In ancient times when music was considered a tangible possession, music lovers placed their prized vinyl albums in wooden or plastic milk crates. Guests could enter your living room, look through your albums, and find out who you are, and what you’re about. With this idea in mind, I present to you a series of articles about guitar records from the past titled: Albums From The Milk Crate.
Producer: Tommy LiPuma
Robben Ford was on a roll. In the 1970’s he was in his twenties touring with bluesman Jimmy Witherspoon, which led to him being seen by sax player Tom Scott of The L.A. Express. Scott was backing up Joni Mitchell for her Court and Spark tour and needed a guitar player. Ford was recruited and spent most of 1974 playing Joni’s music, which in tern led to an invitation to join George Harrison’s touring band.
By the late 70’s Ford was ready to record his first solo record. Titled The Inside Story, he put a band together that included keyboardist Russell Ferrante, bassist Jimmy Haslip, and drummer Ricky Lawson.
Ford was signed to Elektra Records but the band wasn’t, so his manager suggested they shop a separate deal for the group, since the band was pretty much a fusion band. Ford was moving toward more vocal oriented material. They got a separate deal with the Warner label using the band name Yellowjackets. Ford became a featured guest artist with the group, and the first Yellowjackets album was simply titled Yellowjackets.
The album marks a strange place in music history. It’s West Coast jazz-funk that falls between the cracks of 70’s fusion, and what would later become known as smooth jazz. It has elements of both genres, but lacks the super-cerebral, sausage fest odd time signatures of the former, and the heavily chorused mind-numbing textures of the latter. The level of musicianship is very high and edgy. It’s melodic jazz-funk with cool tunes, tight arrangements, and the incendiary blues-fusion playing of Robben Ford.

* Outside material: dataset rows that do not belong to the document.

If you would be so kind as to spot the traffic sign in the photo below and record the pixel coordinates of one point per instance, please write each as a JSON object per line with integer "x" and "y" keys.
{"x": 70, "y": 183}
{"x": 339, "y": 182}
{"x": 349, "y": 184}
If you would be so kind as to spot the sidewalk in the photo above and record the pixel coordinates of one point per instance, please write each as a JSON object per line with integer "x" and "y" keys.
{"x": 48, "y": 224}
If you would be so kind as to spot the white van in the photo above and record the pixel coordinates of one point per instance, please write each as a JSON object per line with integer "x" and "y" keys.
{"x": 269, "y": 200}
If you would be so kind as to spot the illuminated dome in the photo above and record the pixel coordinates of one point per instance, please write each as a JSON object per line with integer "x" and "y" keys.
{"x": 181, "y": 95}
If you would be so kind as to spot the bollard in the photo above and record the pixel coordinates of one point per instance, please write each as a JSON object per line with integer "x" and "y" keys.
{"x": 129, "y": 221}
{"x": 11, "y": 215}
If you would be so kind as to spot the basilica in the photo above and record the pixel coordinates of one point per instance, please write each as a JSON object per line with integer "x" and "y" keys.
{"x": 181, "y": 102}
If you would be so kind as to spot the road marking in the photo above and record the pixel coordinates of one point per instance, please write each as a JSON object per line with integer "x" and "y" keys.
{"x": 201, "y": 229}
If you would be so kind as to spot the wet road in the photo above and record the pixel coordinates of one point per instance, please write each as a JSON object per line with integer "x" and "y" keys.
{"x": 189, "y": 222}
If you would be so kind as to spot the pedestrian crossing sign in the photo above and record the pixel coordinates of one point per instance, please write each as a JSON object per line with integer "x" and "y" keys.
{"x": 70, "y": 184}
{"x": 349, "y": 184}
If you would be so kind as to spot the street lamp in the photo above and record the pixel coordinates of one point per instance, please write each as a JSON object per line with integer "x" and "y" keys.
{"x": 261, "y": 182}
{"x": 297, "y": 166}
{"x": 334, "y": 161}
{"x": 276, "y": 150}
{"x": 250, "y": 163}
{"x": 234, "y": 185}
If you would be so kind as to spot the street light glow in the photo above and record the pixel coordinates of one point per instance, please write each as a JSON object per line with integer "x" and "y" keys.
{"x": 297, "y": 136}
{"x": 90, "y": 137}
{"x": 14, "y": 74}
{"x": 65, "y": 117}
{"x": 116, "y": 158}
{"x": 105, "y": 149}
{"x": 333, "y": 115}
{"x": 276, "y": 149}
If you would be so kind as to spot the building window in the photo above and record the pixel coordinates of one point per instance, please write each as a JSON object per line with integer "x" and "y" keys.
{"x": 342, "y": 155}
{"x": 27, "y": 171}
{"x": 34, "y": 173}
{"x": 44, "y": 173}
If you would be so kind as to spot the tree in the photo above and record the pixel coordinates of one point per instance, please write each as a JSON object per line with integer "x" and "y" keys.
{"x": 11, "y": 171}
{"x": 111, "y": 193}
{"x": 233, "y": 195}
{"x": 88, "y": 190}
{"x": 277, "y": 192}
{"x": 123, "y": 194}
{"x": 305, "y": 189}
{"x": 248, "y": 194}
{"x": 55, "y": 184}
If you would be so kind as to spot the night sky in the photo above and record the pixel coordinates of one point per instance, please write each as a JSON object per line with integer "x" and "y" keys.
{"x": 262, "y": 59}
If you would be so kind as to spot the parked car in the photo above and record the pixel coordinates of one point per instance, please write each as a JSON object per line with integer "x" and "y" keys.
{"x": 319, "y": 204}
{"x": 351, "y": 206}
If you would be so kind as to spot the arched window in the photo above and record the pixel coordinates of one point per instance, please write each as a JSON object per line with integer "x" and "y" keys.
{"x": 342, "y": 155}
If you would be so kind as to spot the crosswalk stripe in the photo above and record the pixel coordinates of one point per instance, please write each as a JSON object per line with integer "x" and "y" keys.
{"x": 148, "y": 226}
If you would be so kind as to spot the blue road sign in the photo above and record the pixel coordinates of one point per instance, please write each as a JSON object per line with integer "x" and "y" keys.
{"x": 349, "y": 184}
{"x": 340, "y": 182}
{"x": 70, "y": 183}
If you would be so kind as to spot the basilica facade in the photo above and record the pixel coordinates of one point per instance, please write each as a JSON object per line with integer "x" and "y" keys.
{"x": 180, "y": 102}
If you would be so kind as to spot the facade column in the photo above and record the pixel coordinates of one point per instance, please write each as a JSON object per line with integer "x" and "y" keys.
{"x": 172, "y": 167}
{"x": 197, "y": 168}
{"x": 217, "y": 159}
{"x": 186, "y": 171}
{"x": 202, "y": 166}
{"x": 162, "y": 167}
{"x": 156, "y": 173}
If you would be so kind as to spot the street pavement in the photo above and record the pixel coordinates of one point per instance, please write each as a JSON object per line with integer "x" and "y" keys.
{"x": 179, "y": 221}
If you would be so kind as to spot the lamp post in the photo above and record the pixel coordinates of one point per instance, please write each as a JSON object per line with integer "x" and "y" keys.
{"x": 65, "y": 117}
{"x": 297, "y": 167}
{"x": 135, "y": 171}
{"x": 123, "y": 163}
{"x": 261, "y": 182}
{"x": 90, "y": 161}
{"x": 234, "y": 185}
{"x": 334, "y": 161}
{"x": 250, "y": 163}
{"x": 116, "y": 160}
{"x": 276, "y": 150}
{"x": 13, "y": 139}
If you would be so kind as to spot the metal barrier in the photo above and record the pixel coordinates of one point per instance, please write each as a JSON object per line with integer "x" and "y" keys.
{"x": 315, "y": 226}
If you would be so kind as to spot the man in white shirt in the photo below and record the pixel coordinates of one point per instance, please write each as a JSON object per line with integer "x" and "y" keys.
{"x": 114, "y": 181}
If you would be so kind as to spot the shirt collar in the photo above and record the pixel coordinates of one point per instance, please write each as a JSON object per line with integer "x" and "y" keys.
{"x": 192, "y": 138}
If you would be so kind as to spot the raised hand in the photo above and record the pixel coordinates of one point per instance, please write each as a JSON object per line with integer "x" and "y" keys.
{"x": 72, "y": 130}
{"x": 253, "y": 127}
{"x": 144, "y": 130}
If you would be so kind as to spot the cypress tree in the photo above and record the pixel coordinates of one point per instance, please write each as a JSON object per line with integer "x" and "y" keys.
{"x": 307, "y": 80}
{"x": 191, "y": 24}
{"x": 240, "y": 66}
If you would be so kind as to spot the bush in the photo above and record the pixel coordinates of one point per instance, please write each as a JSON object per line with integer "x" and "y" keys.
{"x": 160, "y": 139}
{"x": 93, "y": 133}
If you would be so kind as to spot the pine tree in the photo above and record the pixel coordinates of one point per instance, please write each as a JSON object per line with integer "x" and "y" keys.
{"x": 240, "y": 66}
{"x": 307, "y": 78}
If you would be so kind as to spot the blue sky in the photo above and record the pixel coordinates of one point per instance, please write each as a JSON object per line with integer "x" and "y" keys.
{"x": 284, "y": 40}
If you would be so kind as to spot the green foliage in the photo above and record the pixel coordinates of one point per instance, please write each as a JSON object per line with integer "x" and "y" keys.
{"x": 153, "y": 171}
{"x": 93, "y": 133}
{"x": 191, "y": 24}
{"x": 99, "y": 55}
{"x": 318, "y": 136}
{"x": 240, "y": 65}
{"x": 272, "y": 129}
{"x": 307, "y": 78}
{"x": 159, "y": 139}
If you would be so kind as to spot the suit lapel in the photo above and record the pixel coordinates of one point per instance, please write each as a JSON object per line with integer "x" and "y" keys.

The compositions “Matinee Idol” and “Imperial Strut” kick things off. Written by Russell Ferrante, these tunes set the tone for the record. Ford cuts loose on “Imperial Strut” with its long unison keyboard and guitar bop lines. He also takes an incredible “Must Learn” guitar solo, showcasing the stuff that has made him such a hero amongst fans of bop-blues guitar playing. His phrasing is flawless, soulful, and all done with a very righteous Gibson 335.
“Sittin’ In It” and “Rush Hour” continue the set with a very West Coast Steely Dan vibe and a very deep groove. Drummer Ricky Lawson gives this record an undeniable thump and infectious rhythmic feel. Ford is the co-writer on “Rush Hour.” You can hear his love of horn players like John Coltrane, Wayne Shorter, and Ornette Coleman. He’s nailing all the changes with grace, passion, and a wide assortment of elevated blues concepts, and nasty double stop rock bends.
“The Hornet,” “Priscilla,” and “It’s Almost Gone” finish off the album. Ford burns throughout with dirty overdriven rock tones and slippery intervallic jazz lines. To many, this was their first introduction to Robben Ford and the world of commercial, toe-tapping, funk-fusion. Because of the clear production value, it hasn’t aged at all and remains a benchmark for many guitarists who aspire to follow in Ford’s melodic footsteps. Yellowjackets went to #16 on Billboard’s Jazz Album charts. Ford was replaced by sax player Richard Elliott and went on to play with Miles Davis, Kiss, and record more solo records. The rest is history.